Closed hmassalha closed 5 years ago
Hey,
For me it looks like things start to go wrong while STAR is loading the reference genome. Could you make sure that you are giving the correct path & have sufficient memory for loading available? The other error messages are just downstream problems of no useful mapped file being present.
Apart from that, I see that you are using a quite old version. I can recommend to update to our newest zUMIs release for many new features and even faster processing :)
Best, Christoph
Hi, Thanks for your reply. I did check the paths and the files that I am using for this analysis. They are OK. I looked into the log.out file and find the following: `EXITING because of fatal PARAMETERS error: present --sjdbOverhang=65 is not equal to the value at the genome generation step =100 SOLUTION:
Nov 25 06:47:21 ...... FATAL ERROR, exiting`
hope this note will give more hits to solve the problem. Thanks, HM
Hi, I managed to find the problem and solve it. Since I am using an old bash code that worked for me, the problem was from the cluster of the institute. Solved and everything working as expected. Again thanks for your help, and will update my zUMIs :)
Best, HM
Hey HM,
alright great! Was just about to answer here to check the STAR version but you managed to solve it already. Hope everything goes smooth for you now.
Best,
Christoph
Hi Christoph, I am facing the same problem (the same error) that I posted in my first comment, however, this time I am submitting the zUMIs jobs using a loop from the terminal, and I have dgecounts.rds files for part of my jobs. For the other files, I am getting only the annotationsSAF.rds files as an output. The bam files for those ones are empty. Do you have any suggestions where to start looking for what happened?
Thanks in advance, HM
Hey,
Since you do get output from some of the jobs, I would assume the problem lies with the files that break. Couple of suggestions:
Best, Christoph
Thanks for your fast reply, I appreciate your help and Merry Christmas.

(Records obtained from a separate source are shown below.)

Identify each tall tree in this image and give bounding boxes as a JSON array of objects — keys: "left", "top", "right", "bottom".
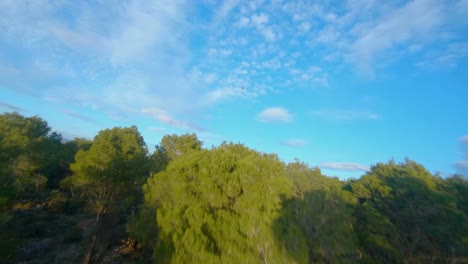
[
  {"left": 70, "top": 126, "right": 147, "bottom": 221},
  {"left": 0, "top": 112, "right": 62, "bottom": 195},
  {"left": 152, "top": 134, "right": 203, "bottom": 173},
  {"left": 144, "top": 144, "right": 292, "bottom": 263}
]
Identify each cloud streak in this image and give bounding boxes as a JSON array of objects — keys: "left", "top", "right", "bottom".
[
  {"left": 0, "top": 102, "right": 23, "bottom": 112},
  {"left": 311, "top": 109, "right": 382, "bottom": 121},
  {"left": 282, "top": 138, "right": 309, "bottom": 148},
  {"left": 454, "top": 135, "right": 468, "bottom": 177},
  {"left": 257, "top": 107, "right": 293, "bottom": 123}
]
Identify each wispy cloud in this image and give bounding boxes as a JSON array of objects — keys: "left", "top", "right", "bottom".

The zUMIs paths are OK. I used the same code when I analyzed MARSseq data.
I am analyzing msSCRBseq reads using the following command for bcl2fastq
bsub -J $projName"bcl" -q new-short -R rusage[mem=8000] -n 16 bcl2fastq -R $inputPath$runName --output-dir $outputPath -p 16 --no-lane-splitting --mask-short-adapter-reads 5 --barcode-mismatches 1 --minimum-trimmed-read-length 14 --sample-sheet ${metaDataPath}"samplesheet_"${projName}".csv"
Here are the outputs that I getting:
here is an output for a job that failed:
`Job <181219_villiStromaZonationLCM_3> was submitted from host
Your job looked like:
Successfully completed.
Resource usage summary:
CPU time : 949.47 sec.
Max Memory : 8000 MB
Average Memory : 257.51 MB
Total Requested Memory : 8000.00 MB
Delta Memory : 0.00 MB
Max Swap : -
Max Processes : 7
Max Threads : 14
Run time : 971 sec.
Turnaround time : 1440 sec.
The output (if any) follows:
Your jobs will run on this machine.
Make sure you have more than 25G RAM and 1 processors available.
Your jobs will be started from filtering.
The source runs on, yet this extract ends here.